I’m being very focused and exercisey on my training days, primarily so I can look good in my dress, and otherwise I’ve been feeling a touch overworked, reading a lot of Taren novels, and pressing slowly onward with doing Taren school lessons, just so I can avoid my kids graduating before me.
The other major event of the month was my second letter home.
This was a complicated letter to write, since I needed to get it approved not only by KOTIS Command, but by the governments of a couple of planets. In its way, it was a first step in interplanetary relations between Earth and Muina. KOTIS Command would prefer this happened via the deep-space gate rather than the natural gate, but I suspect also thinks it would be convenient to have a handful more Earth people as a sample group – mainly about whether all Earth people have security access to Muina. There are a lot of potential consequences to writing a letter which explains precisely when and where a gate to another planet would open.

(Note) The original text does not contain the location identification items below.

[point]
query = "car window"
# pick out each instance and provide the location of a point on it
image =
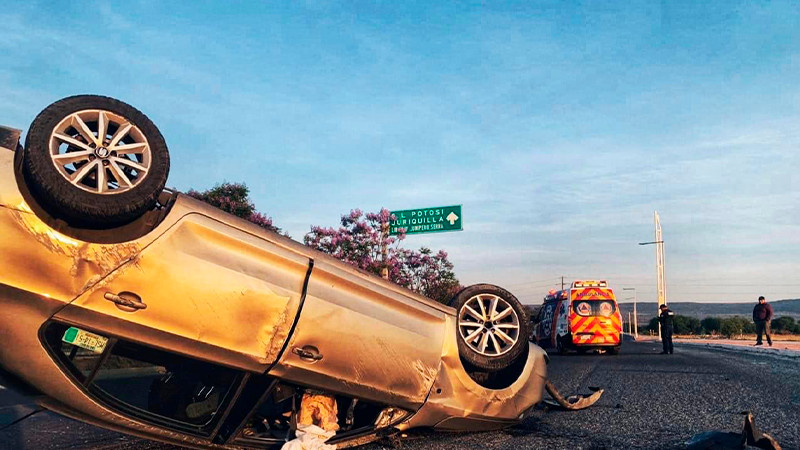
(160, 387)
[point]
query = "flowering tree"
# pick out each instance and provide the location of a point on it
(361, 240)
(235, 199)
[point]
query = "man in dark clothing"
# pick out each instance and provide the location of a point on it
(666, 328)
(762, 315)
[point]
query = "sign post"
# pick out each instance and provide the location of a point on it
(427, 220)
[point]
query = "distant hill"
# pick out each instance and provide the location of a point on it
(702, 310)
(647, 311)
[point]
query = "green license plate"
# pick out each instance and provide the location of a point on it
(84, 339)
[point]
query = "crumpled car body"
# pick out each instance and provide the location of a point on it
(202, 328)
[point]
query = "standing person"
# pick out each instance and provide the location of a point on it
(666, 328)
(762, 315)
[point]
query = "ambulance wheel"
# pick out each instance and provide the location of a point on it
(94, 162)
(492, 326)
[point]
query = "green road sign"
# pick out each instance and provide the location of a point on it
(427, 220)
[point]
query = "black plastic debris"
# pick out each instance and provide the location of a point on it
(750, 436)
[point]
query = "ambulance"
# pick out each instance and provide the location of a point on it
(582, 317)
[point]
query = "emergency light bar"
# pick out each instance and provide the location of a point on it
(589, 283)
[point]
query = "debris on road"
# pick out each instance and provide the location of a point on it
(317, 422)
(720, 440)
(573, 402)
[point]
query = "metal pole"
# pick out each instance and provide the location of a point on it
(635, 317)
(662, 288)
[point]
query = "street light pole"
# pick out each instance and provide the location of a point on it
(661, 283)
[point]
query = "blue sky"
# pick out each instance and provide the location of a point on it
(559, 126)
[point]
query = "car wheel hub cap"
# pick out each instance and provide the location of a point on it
(100, 152)
(488, 324)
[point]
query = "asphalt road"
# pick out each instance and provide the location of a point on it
(652, 401)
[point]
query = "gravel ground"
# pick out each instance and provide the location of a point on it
(651, 402)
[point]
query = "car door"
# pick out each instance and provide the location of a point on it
(361, 335)
(211, 287)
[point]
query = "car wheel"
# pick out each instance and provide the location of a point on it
(492, 326)
(94, 162)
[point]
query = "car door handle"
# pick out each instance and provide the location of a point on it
(308, 353)
(126, 301)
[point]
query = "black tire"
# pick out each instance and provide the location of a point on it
(505, 355)
(75, 205)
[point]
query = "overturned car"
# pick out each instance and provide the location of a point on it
(142, 310)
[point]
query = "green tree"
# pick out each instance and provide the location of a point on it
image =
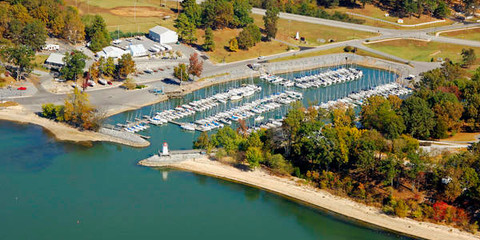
(96, 32)
(180, 72)
(193, 11)
(418, 117)
(186, 29)
(233, 45)
(249, 37)
(126, 66)
(468, 57)
(74, 29)
(108, 67)
(74, 65)
(34, 35)
(21, 57)
(209, 42)
(270, 21)
(242, 10)
(254, 157)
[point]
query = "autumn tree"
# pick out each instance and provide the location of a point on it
(468, 57)
(270, 21)
(209, 42)
(80, 113)
(180, 72)
(74, 65)
(21, 57)
(195, 67)
(126, 65)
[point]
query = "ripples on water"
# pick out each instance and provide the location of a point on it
(52, 190)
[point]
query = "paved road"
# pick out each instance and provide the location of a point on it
(116, 97)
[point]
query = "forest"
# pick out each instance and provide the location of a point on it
(375, 157)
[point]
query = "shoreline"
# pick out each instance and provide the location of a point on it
(293, 188)
(60, 131)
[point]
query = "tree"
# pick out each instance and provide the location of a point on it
(254, 157)
(209, 43)
(217, 14)
(108, 67)
(270, 21)
(96, 32)
(233, 45)
(468, 57)
(34, 35)
(74, 64)
(241, 10)
(126, 65)
(79, 112)
(74, 29)
(196, 66)
(186, 29)
(418, 117)
(193, 11)
(249, 37)
(21, 57)
(180, 72)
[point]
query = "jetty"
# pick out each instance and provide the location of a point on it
(164, 158)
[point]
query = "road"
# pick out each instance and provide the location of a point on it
(117, 97)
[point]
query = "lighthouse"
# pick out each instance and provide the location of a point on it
(165, 149)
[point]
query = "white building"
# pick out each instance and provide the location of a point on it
(137, 50)
(163, 35)
(55, 61)
(110, 51)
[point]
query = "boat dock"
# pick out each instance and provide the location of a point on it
(173, 157)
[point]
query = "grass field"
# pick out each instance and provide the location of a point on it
(376, 12)
(121, 15)
(221, 54)
(420, 50)
(329, 51)
(314, 34)
(468, 34)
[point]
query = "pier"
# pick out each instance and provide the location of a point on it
(173, 157)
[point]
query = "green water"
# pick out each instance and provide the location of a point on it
(52, 190)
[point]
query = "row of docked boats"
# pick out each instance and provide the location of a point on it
(322, 79)
(244, 111)
(356, 98)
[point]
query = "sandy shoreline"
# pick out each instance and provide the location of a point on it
(293, 189)
(62, 132)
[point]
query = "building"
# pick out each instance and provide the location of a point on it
(137, 50)
(55, 61)
(162, 35)
(113, 52)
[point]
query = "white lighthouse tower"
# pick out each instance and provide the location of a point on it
(165, 149)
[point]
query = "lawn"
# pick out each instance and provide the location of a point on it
(420, 50)
(375, 12)
(326, 52)
(468, 34)
(314, 34)
(120, 15)
(221, 54)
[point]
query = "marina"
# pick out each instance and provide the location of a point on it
(263, 104)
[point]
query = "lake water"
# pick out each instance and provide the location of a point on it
(52, 190)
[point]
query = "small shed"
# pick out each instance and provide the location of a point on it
(55, 61)
(162, 35)
(137, 50)
(110, 51)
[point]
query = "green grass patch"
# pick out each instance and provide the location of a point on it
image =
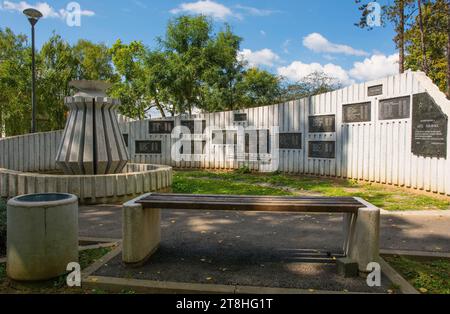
(57, 285)
(243, 183)
(2, 226)
(427, 276)
(88, 257)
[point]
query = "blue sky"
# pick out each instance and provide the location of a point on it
(288, 37)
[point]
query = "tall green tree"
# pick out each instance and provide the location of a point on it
(93, 61)
(435, 22)
(57, 66)
(397, 13)
(15, 82)
(313, 84)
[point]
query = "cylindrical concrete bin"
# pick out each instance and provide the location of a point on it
(42, 236)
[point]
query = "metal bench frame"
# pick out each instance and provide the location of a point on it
(142, 220)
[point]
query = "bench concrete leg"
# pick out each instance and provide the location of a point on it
(364, 237)
(141, 233)
(349, 221)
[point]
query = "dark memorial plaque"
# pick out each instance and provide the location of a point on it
(290, 140)
(240, 117)
(322, 150)
(125, 139)
(375, 90)
(194, 126)
(197, 147)
(356, 113)
(160, 127)
(322, 124)
(429, 128)
(148, 147)
(395, 108)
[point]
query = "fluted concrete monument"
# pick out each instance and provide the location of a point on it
(92, 142)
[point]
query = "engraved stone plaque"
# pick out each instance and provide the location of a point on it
(240, 117)
(322, 124)
(125, 138)
(429, 128)
(148, 147)
(356, 113)
(290, 140)
(395, 108)
(160, 127)
(375, 90)
(195, 126)
(322, 150)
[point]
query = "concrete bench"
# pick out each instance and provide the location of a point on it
(142, 219)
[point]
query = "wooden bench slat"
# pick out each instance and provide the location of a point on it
(251, 203)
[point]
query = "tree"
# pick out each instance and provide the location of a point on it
(448, 50)
(397, 13)
(258, 88)
(57, 66)
(313, 84)
(93, 61)
(15, 82)
(435, 22)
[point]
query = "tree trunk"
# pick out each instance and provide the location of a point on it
(401, 36)
(160, 108)
(448, 53)
(422, 39)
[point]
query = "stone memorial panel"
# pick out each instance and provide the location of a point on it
(322, 124)
(240, 117)
(322, 150)
(429, 128)
(160, 127)
(395, 108)
(290, 140)
(375, 90)
(354, 113)
(148, 147)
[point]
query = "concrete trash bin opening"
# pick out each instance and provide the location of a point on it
(42, 236)
(41, 198)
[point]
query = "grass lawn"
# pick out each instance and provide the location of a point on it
(2, 226)
(427, 276)
(57, 285)
(242, 183)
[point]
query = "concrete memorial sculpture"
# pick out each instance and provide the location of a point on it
(92, 142)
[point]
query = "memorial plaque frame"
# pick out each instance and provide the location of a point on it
(240, 117)
(160, 127)
(357, 113)
(193, 152)
(190, 124)
(397, 108)
(292, 140)
(375, 90)
(126, 139)
(148, 147)
(429, 128)
(322, 124)
(322, 149)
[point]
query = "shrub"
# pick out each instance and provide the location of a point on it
(2, 226)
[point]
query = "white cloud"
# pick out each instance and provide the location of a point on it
(205, 7)
(318, 43)
(47, 10)
(298, 70)
(376, 67)
(255, 11)
(261, 57)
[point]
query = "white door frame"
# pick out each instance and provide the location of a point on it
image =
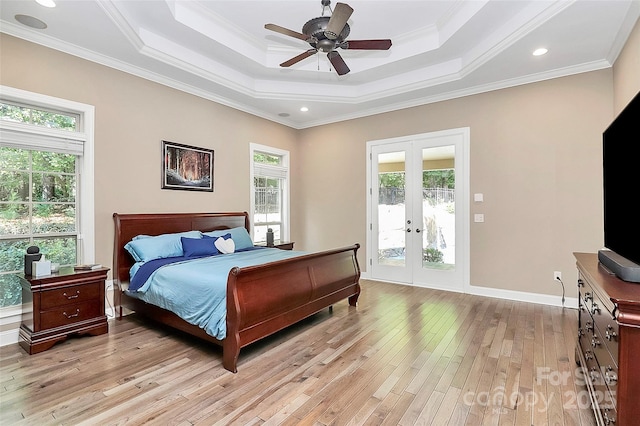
(463, 208)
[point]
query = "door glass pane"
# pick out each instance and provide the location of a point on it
(438, 208)
(391, 209)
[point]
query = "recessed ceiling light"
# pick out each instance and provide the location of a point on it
(46, 3)
(539, 52)
(30, 21)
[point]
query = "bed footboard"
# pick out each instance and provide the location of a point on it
(262, 300)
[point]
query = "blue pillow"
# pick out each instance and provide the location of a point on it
(159, 247)
(239, 235)
(199, 246)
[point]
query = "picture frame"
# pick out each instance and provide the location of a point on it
(187, 167)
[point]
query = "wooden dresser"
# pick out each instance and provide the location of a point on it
(58, 305)
(608, 348)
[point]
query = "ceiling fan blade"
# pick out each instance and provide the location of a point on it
(338, 20)
(286, 31)
(338, 63)
(367, 44)
(298, 58)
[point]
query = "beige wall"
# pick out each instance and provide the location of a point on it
(535, 154)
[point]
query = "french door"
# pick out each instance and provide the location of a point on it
(418, 209)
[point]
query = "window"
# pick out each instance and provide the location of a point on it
(46, 196)
(270, 192)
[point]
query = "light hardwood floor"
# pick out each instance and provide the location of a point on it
(404, 356)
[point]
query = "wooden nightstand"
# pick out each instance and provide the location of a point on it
(282, 245)
(60, 304)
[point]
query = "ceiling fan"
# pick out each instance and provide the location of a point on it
(326, 34)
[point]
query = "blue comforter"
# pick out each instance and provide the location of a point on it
(196, 289)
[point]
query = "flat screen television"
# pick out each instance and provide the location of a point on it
(621, 179)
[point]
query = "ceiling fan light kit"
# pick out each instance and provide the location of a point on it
(327, 34)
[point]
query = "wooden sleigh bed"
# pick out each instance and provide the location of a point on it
(260, 300)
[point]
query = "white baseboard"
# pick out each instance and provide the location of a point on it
(519, 296)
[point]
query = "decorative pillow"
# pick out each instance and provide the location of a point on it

It’s pretty rough when your letter home to Mum requires a Tri-Council sanction.
I tucked an image of us at the dress fitting in which was entirely unsanctioned and unapproved, but also unobjectionable, and the gate opened right when we expected it to – it seems to shift about ten minutes and four metres each year, which takes us to the beginning of March next year and thankfully I’ve already been able to confirm that the letter got through to Mum.